Senator SMATHERS. How would you get a situation leading to a monopoly?

Mr. WEISS. Because the acme of competition is monopoly. You pick up any classic or any text book on transportation economics, no matter what the political or economic view of the author, and you will find this general statement throughout, that competition, run riot, leads to monopoly.

Senator SMATHERS. So then you are opposed to competition of this nature?

Mr. WEISS. I am opposed to unrestricted competition, because I think it will injure a broad-scale transportation system. Let's put it in analogy form.

Senator SMATHERS. Finish that sentence. You are opposed to competition because

Mr. WEISS. It will lead to monopoly, sir.

Senator SMATHERS. Competition leads to monopoly, all right, sir. Mr. WEISS. I think you are putting all your transportation eggs in one basket; namely, the railroad industry. I would like to say two things about such eggs.

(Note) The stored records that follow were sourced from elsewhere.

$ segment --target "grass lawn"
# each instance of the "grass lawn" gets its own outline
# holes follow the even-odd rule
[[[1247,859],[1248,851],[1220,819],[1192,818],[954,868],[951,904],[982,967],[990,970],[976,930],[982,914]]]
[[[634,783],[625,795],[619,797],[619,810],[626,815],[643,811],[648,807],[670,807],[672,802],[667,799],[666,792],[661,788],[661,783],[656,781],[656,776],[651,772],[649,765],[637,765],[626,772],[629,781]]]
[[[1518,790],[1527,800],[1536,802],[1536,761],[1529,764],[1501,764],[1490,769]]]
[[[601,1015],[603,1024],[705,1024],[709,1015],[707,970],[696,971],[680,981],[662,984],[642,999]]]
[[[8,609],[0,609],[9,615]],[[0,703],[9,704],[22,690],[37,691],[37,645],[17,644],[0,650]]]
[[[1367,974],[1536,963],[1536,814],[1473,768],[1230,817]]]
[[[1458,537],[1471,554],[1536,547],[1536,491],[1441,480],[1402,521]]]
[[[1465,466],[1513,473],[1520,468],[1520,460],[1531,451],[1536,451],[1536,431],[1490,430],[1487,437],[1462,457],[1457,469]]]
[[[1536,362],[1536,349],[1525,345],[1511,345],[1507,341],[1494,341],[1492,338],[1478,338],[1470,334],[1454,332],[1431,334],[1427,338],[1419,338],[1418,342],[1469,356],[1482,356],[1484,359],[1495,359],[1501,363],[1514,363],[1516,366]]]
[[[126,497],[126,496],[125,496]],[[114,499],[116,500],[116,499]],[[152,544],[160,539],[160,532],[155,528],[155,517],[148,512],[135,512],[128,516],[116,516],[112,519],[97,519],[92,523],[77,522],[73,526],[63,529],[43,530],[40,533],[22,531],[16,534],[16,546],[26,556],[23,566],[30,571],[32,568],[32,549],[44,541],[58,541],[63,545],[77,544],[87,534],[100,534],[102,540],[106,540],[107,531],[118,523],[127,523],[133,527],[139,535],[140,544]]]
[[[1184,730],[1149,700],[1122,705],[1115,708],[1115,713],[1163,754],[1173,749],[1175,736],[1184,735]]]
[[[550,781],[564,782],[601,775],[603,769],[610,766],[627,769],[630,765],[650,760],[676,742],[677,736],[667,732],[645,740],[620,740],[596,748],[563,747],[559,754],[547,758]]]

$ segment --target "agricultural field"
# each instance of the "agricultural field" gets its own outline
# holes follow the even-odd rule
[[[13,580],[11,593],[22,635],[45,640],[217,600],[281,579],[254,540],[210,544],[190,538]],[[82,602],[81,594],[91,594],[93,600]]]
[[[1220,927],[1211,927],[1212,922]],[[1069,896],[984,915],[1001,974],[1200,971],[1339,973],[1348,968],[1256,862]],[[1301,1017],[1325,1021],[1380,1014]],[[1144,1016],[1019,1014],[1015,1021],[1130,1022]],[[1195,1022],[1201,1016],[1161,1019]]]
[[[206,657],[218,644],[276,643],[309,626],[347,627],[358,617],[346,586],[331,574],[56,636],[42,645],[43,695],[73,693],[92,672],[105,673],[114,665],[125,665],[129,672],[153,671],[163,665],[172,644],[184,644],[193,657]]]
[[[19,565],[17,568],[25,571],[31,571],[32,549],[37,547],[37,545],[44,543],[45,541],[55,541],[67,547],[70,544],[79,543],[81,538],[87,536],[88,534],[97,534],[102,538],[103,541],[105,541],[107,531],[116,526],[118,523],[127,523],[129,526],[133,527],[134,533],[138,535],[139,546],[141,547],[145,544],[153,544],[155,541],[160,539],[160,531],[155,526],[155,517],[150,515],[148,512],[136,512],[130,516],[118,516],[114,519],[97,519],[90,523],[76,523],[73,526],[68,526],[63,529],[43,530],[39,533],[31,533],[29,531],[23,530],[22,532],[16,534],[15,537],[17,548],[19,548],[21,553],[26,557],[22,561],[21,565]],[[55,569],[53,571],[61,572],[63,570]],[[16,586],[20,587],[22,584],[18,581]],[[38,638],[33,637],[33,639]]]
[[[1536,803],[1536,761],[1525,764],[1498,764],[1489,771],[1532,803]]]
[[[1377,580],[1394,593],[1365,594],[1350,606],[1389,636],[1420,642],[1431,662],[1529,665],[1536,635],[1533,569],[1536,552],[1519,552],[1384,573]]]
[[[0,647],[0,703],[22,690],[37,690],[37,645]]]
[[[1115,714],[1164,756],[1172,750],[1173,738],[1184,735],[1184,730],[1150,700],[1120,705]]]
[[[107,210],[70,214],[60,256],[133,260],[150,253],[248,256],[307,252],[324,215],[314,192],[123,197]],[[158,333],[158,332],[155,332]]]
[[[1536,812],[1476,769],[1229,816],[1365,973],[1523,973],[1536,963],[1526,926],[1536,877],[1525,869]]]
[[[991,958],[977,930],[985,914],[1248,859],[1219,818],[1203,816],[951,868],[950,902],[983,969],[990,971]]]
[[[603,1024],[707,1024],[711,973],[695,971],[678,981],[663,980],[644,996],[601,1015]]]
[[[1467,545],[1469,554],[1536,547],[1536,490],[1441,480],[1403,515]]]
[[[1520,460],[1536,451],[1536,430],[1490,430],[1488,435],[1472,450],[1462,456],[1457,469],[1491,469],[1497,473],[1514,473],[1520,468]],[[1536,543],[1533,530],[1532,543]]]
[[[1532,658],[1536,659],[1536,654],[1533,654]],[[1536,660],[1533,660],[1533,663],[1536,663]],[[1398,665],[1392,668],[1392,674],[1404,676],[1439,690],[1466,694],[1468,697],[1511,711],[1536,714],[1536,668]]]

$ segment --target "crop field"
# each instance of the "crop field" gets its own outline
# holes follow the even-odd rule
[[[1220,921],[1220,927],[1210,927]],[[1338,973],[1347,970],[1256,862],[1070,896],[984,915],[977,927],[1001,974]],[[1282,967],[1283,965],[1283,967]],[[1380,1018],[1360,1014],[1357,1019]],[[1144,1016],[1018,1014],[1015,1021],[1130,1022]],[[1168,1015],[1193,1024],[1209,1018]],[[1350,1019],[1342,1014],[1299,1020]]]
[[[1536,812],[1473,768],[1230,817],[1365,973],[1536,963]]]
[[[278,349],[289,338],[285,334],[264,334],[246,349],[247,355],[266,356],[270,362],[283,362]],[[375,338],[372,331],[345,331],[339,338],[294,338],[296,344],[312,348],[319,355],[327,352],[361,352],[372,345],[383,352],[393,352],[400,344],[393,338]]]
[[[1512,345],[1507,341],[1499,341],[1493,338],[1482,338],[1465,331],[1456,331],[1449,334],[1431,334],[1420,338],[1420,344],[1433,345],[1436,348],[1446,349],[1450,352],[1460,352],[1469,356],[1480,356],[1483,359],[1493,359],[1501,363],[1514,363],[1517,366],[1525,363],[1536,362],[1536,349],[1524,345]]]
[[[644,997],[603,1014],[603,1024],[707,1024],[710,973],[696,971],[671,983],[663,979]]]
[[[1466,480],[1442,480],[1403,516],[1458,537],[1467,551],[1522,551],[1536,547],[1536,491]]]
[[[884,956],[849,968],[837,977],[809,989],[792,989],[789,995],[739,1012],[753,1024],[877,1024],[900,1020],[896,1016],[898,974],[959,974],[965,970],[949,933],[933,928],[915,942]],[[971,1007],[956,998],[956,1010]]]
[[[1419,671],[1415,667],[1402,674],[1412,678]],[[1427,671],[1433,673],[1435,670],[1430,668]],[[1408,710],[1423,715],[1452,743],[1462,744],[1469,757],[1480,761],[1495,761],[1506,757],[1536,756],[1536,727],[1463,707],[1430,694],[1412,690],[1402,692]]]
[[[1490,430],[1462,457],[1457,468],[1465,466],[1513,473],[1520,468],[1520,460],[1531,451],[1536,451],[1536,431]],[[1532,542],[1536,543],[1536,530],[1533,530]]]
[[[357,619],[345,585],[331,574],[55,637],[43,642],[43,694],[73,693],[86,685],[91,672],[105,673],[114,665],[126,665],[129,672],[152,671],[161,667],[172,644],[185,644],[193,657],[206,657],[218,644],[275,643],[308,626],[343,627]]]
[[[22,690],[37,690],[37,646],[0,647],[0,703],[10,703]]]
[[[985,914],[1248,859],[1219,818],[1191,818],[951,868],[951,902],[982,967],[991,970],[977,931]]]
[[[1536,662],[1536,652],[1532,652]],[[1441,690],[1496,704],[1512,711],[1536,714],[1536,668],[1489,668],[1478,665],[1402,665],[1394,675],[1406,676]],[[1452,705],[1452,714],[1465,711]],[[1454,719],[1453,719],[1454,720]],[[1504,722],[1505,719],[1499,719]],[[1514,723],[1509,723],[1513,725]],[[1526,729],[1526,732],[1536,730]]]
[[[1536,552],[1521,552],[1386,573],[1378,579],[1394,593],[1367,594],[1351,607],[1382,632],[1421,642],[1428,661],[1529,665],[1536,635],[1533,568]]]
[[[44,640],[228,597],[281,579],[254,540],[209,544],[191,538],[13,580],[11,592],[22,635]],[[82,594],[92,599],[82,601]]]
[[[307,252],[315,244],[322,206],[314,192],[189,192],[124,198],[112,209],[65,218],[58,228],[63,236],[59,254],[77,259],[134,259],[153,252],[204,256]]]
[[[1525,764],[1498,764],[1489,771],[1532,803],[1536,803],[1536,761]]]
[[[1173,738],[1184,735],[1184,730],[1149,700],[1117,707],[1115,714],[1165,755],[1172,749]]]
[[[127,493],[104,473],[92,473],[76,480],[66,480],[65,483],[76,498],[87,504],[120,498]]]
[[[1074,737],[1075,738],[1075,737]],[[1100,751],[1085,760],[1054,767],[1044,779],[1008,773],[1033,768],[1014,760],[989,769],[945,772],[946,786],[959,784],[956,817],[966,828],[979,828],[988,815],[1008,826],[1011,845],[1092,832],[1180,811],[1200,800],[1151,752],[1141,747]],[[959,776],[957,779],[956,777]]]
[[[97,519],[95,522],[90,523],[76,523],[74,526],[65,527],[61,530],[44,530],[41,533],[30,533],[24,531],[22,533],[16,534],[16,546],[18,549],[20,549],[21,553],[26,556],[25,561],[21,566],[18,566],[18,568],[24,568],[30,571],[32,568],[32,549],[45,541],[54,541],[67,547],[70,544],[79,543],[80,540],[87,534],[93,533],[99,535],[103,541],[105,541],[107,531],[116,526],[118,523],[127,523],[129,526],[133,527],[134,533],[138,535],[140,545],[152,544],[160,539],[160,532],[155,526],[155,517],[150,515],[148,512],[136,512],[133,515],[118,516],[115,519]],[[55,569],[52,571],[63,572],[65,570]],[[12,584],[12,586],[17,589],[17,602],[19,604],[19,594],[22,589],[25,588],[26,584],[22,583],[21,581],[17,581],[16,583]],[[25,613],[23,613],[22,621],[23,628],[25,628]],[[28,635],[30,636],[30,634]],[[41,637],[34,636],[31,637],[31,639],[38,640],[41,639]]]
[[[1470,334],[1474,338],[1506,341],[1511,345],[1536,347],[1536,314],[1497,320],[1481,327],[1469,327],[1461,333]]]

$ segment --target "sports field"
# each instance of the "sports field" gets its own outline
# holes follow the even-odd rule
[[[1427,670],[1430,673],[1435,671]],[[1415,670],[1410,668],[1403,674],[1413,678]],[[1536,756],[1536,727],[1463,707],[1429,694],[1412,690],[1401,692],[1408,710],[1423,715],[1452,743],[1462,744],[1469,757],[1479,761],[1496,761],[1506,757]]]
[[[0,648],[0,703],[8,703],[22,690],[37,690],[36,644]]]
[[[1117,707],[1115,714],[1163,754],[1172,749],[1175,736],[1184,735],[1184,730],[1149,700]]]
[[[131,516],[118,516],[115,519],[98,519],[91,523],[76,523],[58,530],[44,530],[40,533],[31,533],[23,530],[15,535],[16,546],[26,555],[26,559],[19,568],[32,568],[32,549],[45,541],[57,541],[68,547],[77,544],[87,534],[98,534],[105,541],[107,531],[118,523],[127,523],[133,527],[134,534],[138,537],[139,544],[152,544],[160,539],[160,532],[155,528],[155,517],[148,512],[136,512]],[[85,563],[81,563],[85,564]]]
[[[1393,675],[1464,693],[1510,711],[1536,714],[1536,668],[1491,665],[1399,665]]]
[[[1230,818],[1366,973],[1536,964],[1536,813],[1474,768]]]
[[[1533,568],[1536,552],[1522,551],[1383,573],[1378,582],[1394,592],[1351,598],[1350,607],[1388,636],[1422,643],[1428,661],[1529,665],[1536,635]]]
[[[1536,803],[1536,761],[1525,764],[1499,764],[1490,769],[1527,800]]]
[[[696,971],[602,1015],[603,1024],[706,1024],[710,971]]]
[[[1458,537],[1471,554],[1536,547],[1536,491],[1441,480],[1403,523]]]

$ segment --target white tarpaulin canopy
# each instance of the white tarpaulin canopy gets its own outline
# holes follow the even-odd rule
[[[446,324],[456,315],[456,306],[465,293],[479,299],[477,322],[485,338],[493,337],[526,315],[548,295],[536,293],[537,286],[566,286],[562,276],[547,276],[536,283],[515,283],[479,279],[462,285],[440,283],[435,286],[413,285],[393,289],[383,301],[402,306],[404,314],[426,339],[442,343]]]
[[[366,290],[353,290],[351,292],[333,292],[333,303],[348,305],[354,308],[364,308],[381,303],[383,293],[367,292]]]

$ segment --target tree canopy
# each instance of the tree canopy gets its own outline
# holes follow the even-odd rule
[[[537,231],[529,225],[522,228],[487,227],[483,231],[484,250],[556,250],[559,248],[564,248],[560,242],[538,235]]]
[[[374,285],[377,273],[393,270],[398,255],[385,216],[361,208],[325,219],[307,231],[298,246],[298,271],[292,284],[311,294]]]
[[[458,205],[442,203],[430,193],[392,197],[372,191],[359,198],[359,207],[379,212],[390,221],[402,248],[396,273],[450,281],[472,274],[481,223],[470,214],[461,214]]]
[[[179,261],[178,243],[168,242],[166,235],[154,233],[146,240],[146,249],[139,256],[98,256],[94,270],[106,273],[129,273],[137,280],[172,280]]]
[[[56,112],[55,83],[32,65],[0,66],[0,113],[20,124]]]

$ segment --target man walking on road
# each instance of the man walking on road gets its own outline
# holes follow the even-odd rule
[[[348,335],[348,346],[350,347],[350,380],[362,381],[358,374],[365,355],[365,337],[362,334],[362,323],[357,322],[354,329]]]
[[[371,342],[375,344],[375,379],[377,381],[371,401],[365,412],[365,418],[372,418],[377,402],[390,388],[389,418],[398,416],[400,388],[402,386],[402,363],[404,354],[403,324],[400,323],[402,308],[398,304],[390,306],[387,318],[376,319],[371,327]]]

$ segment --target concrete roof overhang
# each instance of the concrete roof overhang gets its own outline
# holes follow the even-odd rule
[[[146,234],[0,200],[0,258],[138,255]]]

Senator SMATHERS. We don't intend to do that. We don't want to do that. The effect of it may be, but I can tell you we don't intend to do it. But go ahead, we are interested in your views.

Mr. WEISS. All right. I am at the bottom of page 3 if you want to follow the text. Transportation costs fall into two categories; first, there are the out-of-pocket or direct expenses which vary with changes in traffic volume and may be assigned to commodities on a cost-of-service basis. In other words, out-of-pocket costs are those which would not be incurred if the traffic would not move. Second, there are fixed or constant costs, also known as overhead costs, which are generally independent of the volume of traffic carried. It is the sum of these two types of costs which determine the revenue needs of any business, including a return on investment or profit.

Recognition of the different nature and extent of these costs is vitally important if we are to understand the impact of the ratesetting recommendations in the bill before this committee of the Congress.

Railroads have high fixed or constant costs (between 20 and 30 percent) which do not vary with the volume of movement. Therefore, railroads must have volume, even if it means cutting competitors' rates. Railroads are willing to carry traffic at low, that is, out-ofpocket rates which make only a slight contribution toward meeting the overhead or fixed expenses. Competition, then, tends to reduce rates to variable, that is out-of-pocket costs, which are significantly lower in the case of railroads than for motor carriers.

Senator LAUSCHE. May I interrupt at this time? You say that railroads have high fixed or constant costs, between 20 and 30 percent, which do not vary with the volume of movement. By that you imply that other modes of transportation do not have that high fixed and constant cost.